3e) offer a product or service that is of a higher quality, harder to find, or of more importance or value to potential clients so you can increase your prices
3f) learn to pick reliable clients who pay promptly and don't require a lot of revisions
3g) clearly describe the work you will provide and then deliver it on time
3h) develop a reputation as someone who is professional, pleasant, reliable and easy to work with
3i) consistently attract enough clients that it won't matter if you lose a few when your prices go up.
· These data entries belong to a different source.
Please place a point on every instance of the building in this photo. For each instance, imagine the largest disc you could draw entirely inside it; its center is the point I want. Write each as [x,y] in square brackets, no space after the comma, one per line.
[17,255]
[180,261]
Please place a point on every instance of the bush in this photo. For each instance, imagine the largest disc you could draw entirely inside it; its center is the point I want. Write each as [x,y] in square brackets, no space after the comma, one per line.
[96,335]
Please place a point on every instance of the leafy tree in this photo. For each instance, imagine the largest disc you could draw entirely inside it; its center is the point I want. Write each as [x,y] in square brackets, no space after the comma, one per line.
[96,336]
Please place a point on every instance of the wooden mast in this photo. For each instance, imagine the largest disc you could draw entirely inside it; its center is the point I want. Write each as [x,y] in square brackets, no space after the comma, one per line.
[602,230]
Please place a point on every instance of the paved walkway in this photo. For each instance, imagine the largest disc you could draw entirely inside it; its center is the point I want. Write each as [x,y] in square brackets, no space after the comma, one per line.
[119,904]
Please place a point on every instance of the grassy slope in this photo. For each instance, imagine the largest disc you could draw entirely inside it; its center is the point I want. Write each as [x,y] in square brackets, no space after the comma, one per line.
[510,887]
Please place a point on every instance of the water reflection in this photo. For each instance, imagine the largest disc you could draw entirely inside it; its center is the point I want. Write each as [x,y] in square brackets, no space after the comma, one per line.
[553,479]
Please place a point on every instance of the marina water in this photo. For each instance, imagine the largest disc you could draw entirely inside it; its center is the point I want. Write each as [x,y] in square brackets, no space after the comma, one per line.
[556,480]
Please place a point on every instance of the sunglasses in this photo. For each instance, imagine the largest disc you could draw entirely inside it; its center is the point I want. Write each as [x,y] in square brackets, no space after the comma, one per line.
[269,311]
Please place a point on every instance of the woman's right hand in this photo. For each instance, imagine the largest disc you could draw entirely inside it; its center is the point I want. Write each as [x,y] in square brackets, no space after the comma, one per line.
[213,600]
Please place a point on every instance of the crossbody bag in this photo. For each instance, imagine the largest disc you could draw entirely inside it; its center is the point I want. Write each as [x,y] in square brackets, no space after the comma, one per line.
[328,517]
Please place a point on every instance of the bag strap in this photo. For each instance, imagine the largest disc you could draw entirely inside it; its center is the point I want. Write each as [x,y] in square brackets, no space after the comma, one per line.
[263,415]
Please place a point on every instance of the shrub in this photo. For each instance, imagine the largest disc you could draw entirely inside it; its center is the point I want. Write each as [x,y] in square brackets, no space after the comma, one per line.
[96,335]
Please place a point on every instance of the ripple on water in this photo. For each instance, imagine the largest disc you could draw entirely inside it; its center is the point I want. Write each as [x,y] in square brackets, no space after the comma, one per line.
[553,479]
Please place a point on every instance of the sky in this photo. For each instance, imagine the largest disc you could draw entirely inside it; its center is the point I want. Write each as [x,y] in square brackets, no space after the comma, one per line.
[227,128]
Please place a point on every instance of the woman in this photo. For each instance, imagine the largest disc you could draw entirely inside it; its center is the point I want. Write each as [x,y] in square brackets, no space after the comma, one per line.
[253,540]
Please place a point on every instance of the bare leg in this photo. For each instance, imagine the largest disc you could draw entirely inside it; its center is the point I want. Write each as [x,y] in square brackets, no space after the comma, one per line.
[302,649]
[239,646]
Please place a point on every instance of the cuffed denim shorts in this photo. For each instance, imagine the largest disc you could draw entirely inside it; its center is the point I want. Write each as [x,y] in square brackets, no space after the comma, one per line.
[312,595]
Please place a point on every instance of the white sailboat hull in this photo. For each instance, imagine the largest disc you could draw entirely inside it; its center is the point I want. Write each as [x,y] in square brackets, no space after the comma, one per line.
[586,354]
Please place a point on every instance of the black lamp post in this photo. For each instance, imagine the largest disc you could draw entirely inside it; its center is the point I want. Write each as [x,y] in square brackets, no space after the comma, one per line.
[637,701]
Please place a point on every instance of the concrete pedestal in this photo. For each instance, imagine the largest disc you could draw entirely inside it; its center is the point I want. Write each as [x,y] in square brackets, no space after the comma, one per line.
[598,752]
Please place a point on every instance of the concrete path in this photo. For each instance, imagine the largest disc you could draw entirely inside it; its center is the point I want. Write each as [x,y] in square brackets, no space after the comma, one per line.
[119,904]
4) "Find a starting price"
(Very experienced artists may be able to charge a lot more than beginners because of their skill level, notoriety, or other factors)
For anyone new to freelancing (again assuming that your art is good enough to attract clients), a pretty common way to estimate your price for a piece of art is to pick an hourly rate and multiply that by the (approximate) number of hours that it will take you to complete the art. The number of hours you estimate for the work may just be rough guess, but you will get better at approximating as you complete more and more work. If you are just starting out with freelancing, and you plan to eventually earn a living with art, you should charge at least minimum wage. (Otherwise you might as well get a regular job that doesn't require any special skills!)  If you are selling art online or to clients in a particular part of the world, you can probably use the minimum wage rate where the client lives as a starting point (or you can use the minimum wage in your area of the world, or average the two values...). If you KNOW you can charge more than that, do it. Also include the value of any materials used up in the process and the shipping cost if you are mailing a physical piece of art to a client. You can get approximate mailing prices by visiting the website of your post office (in the USA it is postcalc.usps.com/ ).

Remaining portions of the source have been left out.